Definition of Purpose

Definition of Purpose


farside-edgar-finds-his-purposeB: I’ve mentioned “purpose” a bunch thus far.  It may be good to define the word properly, so we know for certain what it is I’m talking about.

What exactly is “purpose?”  I would say it has to involve happiness as experienced by some object or being.  Also, for an object to have a genuine purpose, that purpose must be eternal in duration; otherwise, it may as well not have ever had any purpose at all.

A: What?!  Why?!

B: Because of the (pre-assumed) endless continuation of time.  Even if a purpose lasts for exactly a thousand years, it’s as good as zero when comparing it to the millions and billions of years that follow in eternity.  I’ll talk a bit more about this at a later time.
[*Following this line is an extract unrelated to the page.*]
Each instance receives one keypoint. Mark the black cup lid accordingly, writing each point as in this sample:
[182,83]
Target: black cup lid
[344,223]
As far as we know from what science tells us, everything eventually ceases to exist, including so-called “non-living” things, at least in their current state.  I believe the 2nd Law of Thermodynamics implies that everything in the Universe will eventually break down into energy, and this event is referred to as the “Heat Death of the Universe.”

A (suddenly worried sick, looking pale, and about to burst into tears): THE HEAT DEATH OF THE UNIVERSE?!

B: Calm down!  Don’t worry, it’s predicted to not come about for another, oh, approximately one bajillion years.

Here, why don’t you drink some more lemonade.

Anyway.  What was I saying?  Ah, yes.  I was going off about “purpose.”  So what interminable purpose could our existences possibly serve?

Definition.  A state of existence of something has a purpose if that thing, while in that state, has potential to make a permanent/eternal difference in the total amount of happiness experienced by one or more other objects in the Universe, regardless of the size of that difference.

Therefore, if nothing in the universe is different (or ”better,” or has been helped, or improved) after something has passed through a certain state of existence, then that thing may as well have not existed in that state at all.  By this definition, if there is no God, and no afterlife, then nothing has a purpose, since everything is mortal, or will not last eternally in its present state of existence, and eventually in no state of existence at all.  On the other hand, if there is a God, then by this definition EVERYTHING has a purpose, assuming God created all things.  If He did, then it was for whatever (eternal) purpose He wanted those things to fulfill.  For instance, certainly each of us has a purpose in this (mortal) state of existence, if it affects what becomes of us in our next state of existence, whatever that is.

A: Are you saying that God defies the 2nd Law of Thermodynamics?

B: If God is to be eternal, then I suppose He does!  Is therefore the 2nd Law of Thermodynamics a proof against the existence of an eternal God?  No, since, as we’ll see later, scientists cannot guarantee eternal truth, due to the assumptions they make – for example about the constancy of nature and its laws – that they don’t know for certain that they can make.  No scientists can guarantee that any “law” they may come up with is eternal.